Like the British, the French suffered from overconfidence in their own maritime prowess.

And on several occasions major strategic mistakes were made when control over the navy was given to army leaders who tried to apply land tactics to the maritime domain.

Both the British and French underestimated the problem of providing adequate logistics, "finding the realities of prosecuting an aggressive naval strategy 3,000 miles from home extremely difficult."

Lessons apply today in the exercise of forward presence, the need for strong allies, and the importance of protecting sea lanes to ensure the free flow of trade.

In the 18th century, from Europe and the New World to Asia and the Silk Road, "trade ran from Britain and America to Newfoundland, Africa, South America, the Caribbean, the Mediterranean, the Baltic, the Indian Ocean and beyond, and where trade went, navies followed."

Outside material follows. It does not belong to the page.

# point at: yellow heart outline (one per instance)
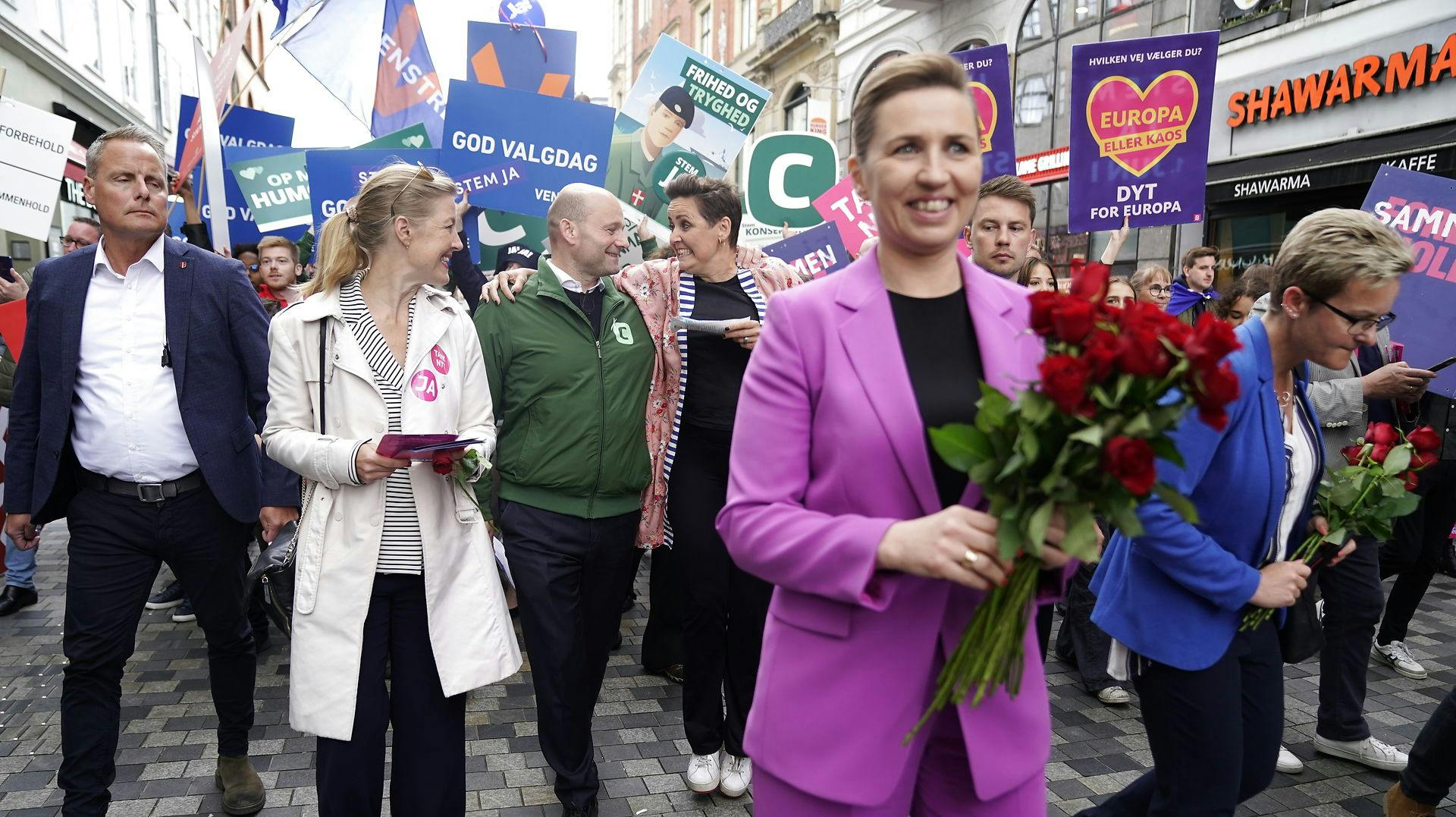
(1142, 95)
(990, 128)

The 13 colonies had strong affinity for India, which was also under the shadow of the British Empire. A warship in the Pennsylvania State Navy was named Hyder Ali, after an Indian warlord.

The British Navy in Quebec.
If it was indeed a world war, Willis writes, "the first shot of this war was fired between soldiers at Lexington Commons in 1775, but did you know that the last was fired between warships at the battle of Cuddalore in the Bay of Bengal on 20 June 1783."

The rise and fall of empires is a theme in "The Struggle for Sea Power." So is the nature of naval warfare, which included littoral combat. Rivers and lakes presented deadly challenges to mariners. Contemporaries did not see distinction between the importance of command of the seas and control of inland navies, considering both "command of the water."
"If you are struggling to see a lake in the same terms as an ocean, I urge you to stand on the shores of Lake Michigan in a storm. You will not want to go out in a boat. Shallow it may be, but that shallowness and the relatively short fetch of the shores make for particularly brutal conditions on the water. And what about rivers? Rivers were to an eighteenth-century army as railways were to armies of the nineteenth century, but these were no passive, gently bubbling streams but evil and treacherous tongues of brown water whose currents could create whirlpools big enough to suck down a fully manned cutter. Figures do not survive, but it is safe to assume that during this war hundreds, perhaps thousands of sailors drowned in rivers or otherwise died fighting on, in or near them. Most of the riverine warfare I describe in this book, moreover, happened on the lower reaches, where powerful ocean-bound currents met relentless land-bound tides. Operating vessels in such conditions was the ultimate test of seamanship."
"Struggle" offers more than a dozen pages of cool contour maps and charts, beautiful photos, and strange political cartoons of the time. Willis provides extensive notes, bibliography and even a glossary of nautical terms.

The author credits today's U.S. Navy, especially the Naval History and Heritage Command, along with other entities, with providing the background and information necessary to bring his book to print.
"These focused studies are supported by an ongoing project of astonishing scale to publish significant documents pertaining to the war at sea. Under the aegis of the U.S. Naval History and Heritage Command, the 'Naval Documents of the American Revolution' series has been running since the mid 1960s and has become an important historical document in its own right. It now stands at twelve volumes, each over 1,000 pages long, with forewords from several generations of American presidents: from Kennedy through Johnson, Nixon, Ford, Carter, Reagan, Clinton and Bush to Obama."
Willis offers a compelling perspective, and it's obvious he achieves the goal he set in writing this important history. The book's opening epigraph is by Herman Melville: "To produce a mighty book, you must choose a mighty theme."